Este é o trabalho que muitas vezes tem de ser desenvolvido pelos técnicos. Não é só o trabalho com a pessoa com deficiência, o ensiná-la a lidar com a sua dificuldade, é também com as famílias, com as pessoas que a rodeiam, para que as expectativas mudem, porque estas não podem ser iguais à de todas as outras pessoas sem deficiência, têm de ser expectativas adequadas àquilo que cada pessoa pode dar.
"Todos os técnicos que lidam com pessoas com deficiência têm de ter isto sempre presente, e como um objetivo. Não é fazer que os doentes tenham uma vida igual à dos outros, mas que tenham uma vida que faça sentido para eles, e que, acima de tudo, seja compensadora para a sua própria exigência."
O tratar ou lidar com a deficiência não é só um processo que "se defina com tratamento medicamentoso ou só com apoio psicológico ou só familiar. É um processo que envolve um conjunto de fatores, como psicológicos, sociais, familiares". Porque, no fundo, remata, "a vida é tudo isto, não é só a doença".
A atitude não é diferente daquela que se exige a qualquer outra família, a questão aqui "é que as pessoas com deficiência precisam de muito mais apoio, como é óbvio".
O médico reconhece que não sabe bem o que se passa com pessoas com deficiências físicas, mas, em relação às pessoas com deficiência mental, não tem dúvidas. "Portugal ainda não é uma sociedade inclusiva, está muito longe de dar a estas pessoas o apoio que elas precisam. Tudo o que se tem feito tem sido à custa de muita determinação de algumas pessoas, de alguns grupos, de unidades de técnicos ou de famílias, mas estamos muito longe de podermos integrar as pessoas com problemas graves psiquiátricos na sociedade. E de sermos uma sociedade inclusiva."

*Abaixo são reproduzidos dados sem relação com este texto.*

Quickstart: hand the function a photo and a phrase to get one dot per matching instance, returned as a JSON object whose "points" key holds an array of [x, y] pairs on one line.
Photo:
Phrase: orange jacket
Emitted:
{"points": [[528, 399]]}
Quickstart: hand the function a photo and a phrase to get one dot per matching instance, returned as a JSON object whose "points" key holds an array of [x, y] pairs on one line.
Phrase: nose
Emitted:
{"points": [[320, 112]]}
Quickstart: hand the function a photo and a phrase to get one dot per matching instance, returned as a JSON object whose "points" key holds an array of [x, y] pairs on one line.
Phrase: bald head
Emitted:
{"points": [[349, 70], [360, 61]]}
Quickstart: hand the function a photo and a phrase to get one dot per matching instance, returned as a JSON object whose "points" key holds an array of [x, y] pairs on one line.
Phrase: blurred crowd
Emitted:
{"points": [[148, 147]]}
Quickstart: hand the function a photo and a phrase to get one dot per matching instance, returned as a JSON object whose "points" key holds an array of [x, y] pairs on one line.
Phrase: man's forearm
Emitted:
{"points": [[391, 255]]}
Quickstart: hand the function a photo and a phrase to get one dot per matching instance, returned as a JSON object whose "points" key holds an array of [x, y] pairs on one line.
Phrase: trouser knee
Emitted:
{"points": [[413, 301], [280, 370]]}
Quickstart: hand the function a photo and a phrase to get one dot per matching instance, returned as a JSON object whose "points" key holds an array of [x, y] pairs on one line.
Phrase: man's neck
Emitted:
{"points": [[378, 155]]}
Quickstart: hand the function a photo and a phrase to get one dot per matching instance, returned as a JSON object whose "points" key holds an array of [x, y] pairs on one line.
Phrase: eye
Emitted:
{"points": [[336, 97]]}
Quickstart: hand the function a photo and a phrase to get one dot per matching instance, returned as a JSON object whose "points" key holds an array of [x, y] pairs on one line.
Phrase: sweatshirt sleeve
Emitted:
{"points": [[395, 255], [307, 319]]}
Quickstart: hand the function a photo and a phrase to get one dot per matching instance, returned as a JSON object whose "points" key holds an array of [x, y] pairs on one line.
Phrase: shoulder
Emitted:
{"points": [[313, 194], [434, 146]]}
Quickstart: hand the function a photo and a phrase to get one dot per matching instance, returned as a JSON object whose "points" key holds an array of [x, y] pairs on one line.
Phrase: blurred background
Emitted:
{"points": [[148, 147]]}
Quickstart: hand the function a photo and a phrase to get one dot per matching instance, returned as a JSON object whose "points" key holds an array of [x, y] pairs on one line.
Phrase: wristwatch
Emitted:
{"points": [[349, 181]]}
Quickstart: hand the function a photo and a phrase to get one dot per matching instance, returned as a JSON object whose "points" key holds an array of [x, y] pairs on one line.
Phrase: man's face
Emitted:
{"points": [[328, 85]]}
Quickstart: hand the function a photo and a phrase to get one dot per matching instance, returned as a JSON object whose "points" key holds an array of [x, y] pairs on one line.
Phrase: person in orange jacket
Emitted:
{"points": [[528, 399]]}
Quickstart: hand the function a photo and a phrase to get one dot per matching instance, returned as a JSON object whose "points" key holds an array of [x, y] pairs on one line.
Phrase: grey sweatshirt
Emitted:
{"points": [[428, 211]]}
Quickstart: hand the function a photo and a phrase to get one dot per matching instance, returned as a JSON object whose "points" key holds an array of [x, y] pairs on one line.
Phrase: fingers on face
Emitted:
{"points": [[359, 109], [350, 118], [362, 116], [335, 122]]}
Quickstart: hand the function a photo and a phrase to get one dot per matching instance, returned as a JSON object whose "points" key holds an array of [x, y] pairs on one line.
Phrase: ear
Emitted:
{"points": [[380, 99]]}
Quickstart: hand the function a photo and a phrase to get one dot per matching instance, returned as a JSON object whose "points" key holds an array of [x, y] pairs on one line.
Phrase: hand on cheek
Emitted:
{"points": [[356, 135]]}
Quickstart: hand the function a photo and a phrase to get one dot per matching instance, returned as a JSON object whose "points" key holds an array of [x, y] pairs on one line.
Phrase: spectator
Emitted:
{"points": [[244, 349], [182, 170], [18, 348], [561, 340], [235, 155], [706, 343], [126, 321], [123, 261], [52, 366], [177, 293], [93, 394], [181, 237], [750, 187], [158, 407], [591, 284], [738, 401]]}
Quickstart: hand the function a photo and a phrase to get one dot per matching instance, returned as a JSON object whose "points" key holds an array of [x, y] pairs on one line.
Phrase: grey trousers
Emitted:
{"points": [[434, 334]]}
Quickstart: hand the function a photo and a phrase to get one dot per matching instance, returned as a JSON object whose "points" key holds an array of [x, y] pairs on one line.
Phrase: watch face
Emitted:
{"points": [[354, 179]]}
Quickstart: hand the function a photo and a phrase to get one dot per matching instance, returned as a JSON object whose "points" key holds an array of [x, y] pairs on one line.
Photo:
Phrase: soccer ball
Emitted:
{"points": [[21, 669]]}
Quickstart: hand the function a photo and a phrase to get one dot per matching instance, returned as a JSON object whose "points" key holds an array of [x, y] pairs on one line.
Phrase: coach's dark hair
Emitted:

À pergunta sobre o que é preciso fazer? Também não tem dúvidas. "É preciso ouvir os doentes, as famílias, os técnicos ligados às organizações, a projetos. Há sempre a questão de não haver dinheiro, mas acho que isso é uma desculpa, acho é que não há na perspetiva de quem organiza na área da saúde mental, como na dos órgãos de decisão política, a sensibilidade necessária para se acompanhar, desenvolver e estimular estes doentes a vários níveis. Há um certo autismo das pessoas que decidem sobre estes assuntos, não ouvem as pessoas."
Dá exemplos: "Estamos em 2018 e só há pouco tempo é que as famílias começaram a fazer parte do Conselho Nacional de Saúde Mental, famílias de doentes mentais, isso prova bem como as coisas são decididas sem ouvir quem está mais dentro dos problemas."
Basicamente, as soluções para estas pessoas continuam a ser as famílias e as instituições, quanto à integração... há muito a fazer. E se a deficiência é assustadora? Sim, também pode ser se o caminho da inclusão não for feito.